Earlier today I read afisher's diary http://www.dailykos.com/... along with the Guardian story linked in it about Fargo Judge Wick Corwin's decision striking down a ND abortion law as unconstitutional. After obtaining a copy of the opinion, I wrote to Erik Eckholm, the Times' reporter who has written most recently about state-level abortion legislation to inquire why there was no mention of it in the Times. I sent along a link to the 55 page decision along with a link to the Guardian piece. Eckholm's response came quickly. To read it, get a little explanation of what the decision itself is all about, and find a link to the opinion, please come with me below the orange squiggle.
Eckholm wrote:
Thank you for writing. Frankly there are so many abortion-related bills, suits and decisions these days that we have to make choices and sometimes bundle developments in broader, thematic stories.

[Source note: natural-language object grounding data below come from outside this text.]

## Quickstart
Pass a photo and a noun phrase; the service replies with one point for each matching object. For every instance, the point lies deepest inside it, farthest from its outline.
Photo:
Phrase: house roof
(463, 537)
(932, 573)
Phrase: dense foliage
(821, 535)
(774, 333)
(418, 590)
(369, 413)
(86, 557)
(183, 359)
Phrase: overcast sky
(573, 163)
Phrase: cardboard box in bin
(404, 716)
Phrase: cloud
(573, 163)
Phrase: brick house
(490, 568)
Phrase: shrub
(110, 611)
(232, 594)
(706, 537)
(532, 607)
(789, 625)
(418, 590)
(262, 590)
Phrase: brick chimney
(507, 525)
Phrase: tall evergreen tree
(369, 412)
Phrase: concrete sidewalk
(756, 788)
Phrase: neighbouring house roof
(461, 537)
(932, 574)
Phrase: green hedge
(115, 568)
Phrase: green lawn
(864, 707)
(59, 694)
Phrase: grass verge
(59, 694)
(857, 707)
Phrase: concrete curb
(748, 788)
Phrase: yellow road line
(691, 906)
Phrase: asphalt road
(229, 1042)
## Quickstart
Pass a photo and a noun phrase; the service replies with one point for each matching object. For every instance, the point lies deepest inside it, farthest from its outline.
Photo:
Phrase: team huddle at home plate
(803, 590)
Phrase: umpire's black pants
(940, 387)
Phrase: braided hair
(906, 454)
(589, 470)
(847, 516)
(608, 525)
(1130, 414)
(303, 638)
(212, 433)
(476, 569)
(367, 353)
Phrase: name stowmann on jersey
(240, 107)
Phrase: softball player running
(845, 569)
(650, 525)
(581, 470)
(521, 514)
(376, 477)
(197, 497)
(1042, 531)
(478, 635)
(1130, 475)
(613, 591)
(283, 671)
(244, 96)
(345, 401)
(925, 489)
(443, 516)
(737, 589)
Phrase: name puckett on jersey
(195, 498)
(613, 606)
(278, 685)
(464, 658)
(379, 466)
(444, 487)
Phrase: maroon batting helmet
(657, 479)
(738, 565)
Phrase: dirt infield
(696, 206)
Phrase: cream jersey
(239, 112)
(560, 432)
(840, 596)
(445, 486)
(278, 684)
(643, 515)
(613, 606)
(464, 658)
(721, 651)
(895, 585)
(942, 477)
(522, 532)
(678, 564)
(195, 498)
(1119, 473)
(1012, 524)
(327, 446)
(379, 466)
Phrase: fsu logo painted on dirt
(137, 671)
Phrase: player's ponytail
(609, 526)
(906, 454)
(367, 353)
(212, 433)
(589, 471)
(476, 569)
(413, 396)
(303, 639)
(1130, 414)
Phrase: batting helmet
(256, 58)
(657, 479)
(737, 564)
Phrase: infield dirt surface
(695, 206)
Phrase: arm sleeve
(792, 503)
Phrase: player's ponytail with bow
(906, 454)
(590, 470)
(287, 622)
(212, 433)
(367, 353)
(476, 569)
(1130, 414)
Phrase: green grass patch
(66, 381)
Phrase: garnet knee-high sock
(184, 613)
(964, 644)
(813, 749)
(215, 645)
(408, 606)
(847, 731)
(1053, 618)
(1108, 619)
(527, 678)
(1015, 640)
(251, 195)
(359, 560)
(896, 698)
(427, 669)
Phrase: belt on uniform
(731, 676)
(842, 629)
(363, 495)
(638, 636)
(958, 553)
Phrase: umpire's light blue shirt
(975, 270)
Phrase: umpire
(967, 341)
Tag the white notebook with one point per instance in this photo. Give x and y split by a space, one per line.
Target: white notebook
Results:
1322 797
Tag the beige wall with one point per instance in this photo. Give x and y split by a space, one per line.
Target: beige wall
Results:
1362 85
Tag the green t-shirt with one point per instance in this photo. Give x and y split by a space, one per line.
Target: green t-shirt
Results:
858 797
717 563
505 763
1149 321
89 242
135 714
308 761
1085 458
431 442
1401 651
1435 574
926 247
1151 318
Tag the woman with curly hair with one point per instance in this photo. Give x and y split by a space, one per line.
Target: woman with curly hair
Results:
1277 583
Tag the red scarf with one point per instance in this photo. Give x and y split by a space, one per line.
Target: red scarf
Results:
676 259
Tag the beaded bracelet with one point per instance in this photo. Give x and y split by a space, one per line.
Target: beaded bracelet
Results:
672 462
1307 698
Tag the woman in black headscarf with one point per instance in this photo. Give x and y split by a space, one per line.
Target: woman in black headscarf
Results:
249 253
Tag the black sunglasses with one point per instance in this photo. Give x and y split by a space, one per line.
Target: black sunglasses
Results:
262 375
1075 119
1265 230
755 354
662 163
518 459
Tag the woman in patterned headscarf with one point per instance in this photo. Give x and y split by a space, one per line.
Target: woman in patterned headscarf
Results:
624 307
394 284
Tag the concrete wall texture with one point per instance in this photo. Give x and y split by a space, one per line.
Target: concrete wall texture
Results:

As we recently reported, the Supreme Court may take up the constitutionality of imposing original dosage etc for medication abortions, based on an Oklahoma court decision similar to this one in North Dakota. Just Sunday I noted the Texas effort to restrict medication abortions and the likely impacts. Related measures re dosage or tele-medicine have passed or are under court challenge in other states.
Certainly we’ve given a lot of coverage to abortion laws and lawsuits in North Dakota and I won’t be surprised if this latest decision isn’t mentioned in some future story about either North Dakota or national trends in abortion regulation. But this particular law had previously been enjoined and never took effect, the final decision was not a surprise and there are much bigger North Dakota abortion issues before the courts right now.
As the Guardian story says, Monday's decision relates to a law passed in 2011 that would have outlawed "medical abortions," that is, those induced by the use of drugs (as opposed to "surgical abortions" which, though not really "surgical" at all, typically involve vacuum aspiration of the womb). Eckholm is correct that this lawsuit was covered earlier by the Times. Judge Corwin issued a temporary restraining order prohibiting its enforcement long ago and then conducted a trial in April. In the earlier TRO opinion (another long one) he had made it pretty clear that the law wasn't likely to survive the challenge. So Eckholm's also right that the decision isn't really a surprise -- even though it's music to our ears.
While this legislation would have significantly restricted the choices available to women seeking an abortion in ND, it is also true that the case before Judge Corwin didn't include any of the more recent legislation which would result in the closure of the only legal abortion facility in North Dakota. The more recent legislation outlaws any abortion after six weeks, any abortion resulting from the discovery that a fetus is malformed in any way and any "abortion" of a dead fetus while also imposing all the now-too-common facilities and hospital admitting privilege requirements that are popping up everywhere.
The clinic is challenging the new law as well and Corwin will preside over that case too, as it has now taken the form of an amendment to the earlier complaint that resulted in Monday's ruling. There's no question that the reasoning in the just released opinion will hold for the new law in spades. It will be fun to read that decision when it comes down, for sure.
I'm not interested in being an apologist for the NY Times but I agree that with more than 600 new pieces of abortion legislation out there, it would be pretty impossible for them to give space to every step of every case involving that legislation. This particular decision was something of a forgone conclusion. We love its language and rationale; we love that a North Dakota judge has spoken out so strongly about what's really going on here. in Judge Corwin's words:
Both the declared legislative purpose (to promote women's health) and the means selected to advance that purpose are contrived and pretextual. . . . The amendments do nothing to promote women's health. They serve only to create insurmountable barriers that effectively eliminate medical abortions as an available option.
We want this clear statement of what we know to be true to get all the attention in the world. But even in Fargo, it didn't hold a major headline. Everyone who cared knew it was coming, they just didn't know when.
What I love most about it is that the decision is based on a solid reading of North Dakota's Constitution -- particularly as involves the promise of the inalienable right to "liberty." Corwin sees a far stronger guarantee of and commitment to liberty in the State Constitution and constitutional case law than is in the Federal Constitution. He also cites North Dakotan's constitutional right to pursue "happiness" which, he says, is "a right nowhere mentioned in the Federal Constitution."